But now it's up for renewal. A large bipartisan majority in Congress wants to expand it; the Bush administration says it doesn't have enough money even to continue coverage at current levels.

The rules issued last month by the U.S. Department of Health and Human Services were plainly designed to accomplish by fiat what the administration could not do in Congress. Minnesota, for example, would apparently have to prove that its subsidized programs are not causing a measurable decline in employer-based coverage. But no state can prove that: Employer coverage is dropping in many states for many reasons quite beyond a state's control. Minnesota could also have to require that children go without health insurance for a year before enrolling in subsidized coverage. That's a terrible approach for a population where steady, preventive health care is vital.
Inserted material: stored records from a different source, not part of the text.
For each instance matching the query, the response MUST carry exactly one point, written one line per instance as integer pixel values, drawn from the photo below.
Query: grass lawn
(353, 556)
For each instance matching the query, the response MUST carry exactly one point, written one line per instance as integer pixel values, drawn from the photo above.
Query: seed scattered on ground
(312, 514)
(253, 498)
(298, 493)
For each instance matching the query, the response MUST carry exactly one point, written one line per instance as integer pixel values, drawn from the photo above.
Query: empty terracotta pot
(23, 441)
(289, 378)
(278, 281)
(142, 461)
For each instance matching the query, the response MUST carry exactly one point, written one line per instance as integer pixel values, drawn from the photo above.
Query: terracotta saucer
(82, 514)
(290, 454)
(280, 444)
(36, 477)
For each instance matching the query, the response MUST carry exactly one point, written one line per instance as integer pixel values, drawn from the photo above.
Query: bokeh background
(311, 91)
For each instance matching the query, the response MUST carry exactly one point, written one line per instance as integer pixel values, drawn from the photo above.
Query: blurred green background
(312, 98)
Behind the new rules is a fear that public programs such as SCHIP are "crowding out" private insurance and reaching too far into the middle class. The fear is legitimate as a theoretical matter, but it simply doesn't square with the facts. Last week the U.S. Census Bureau reported that 2 million Americans lost private coverage in 2006 and none were picked up by public programs. In other words, employers are dropping insurance because they can't afford it, not because they want to dump their employees onto government programs. And as Gov. Ed Rendell of Pennsylvania told reporters last week, if working-class families could afford private health insurance, they would buy it.

A few weeks ago Gov. Tim Pawlenty joined 42 other governors in a letter urging Congress and the Bush administration to reauthorize SCHIP with adequate funding and the flexibility that states have used successfully in the past. That's the right strategy, and it's the one Minnesota's delegation should endorse.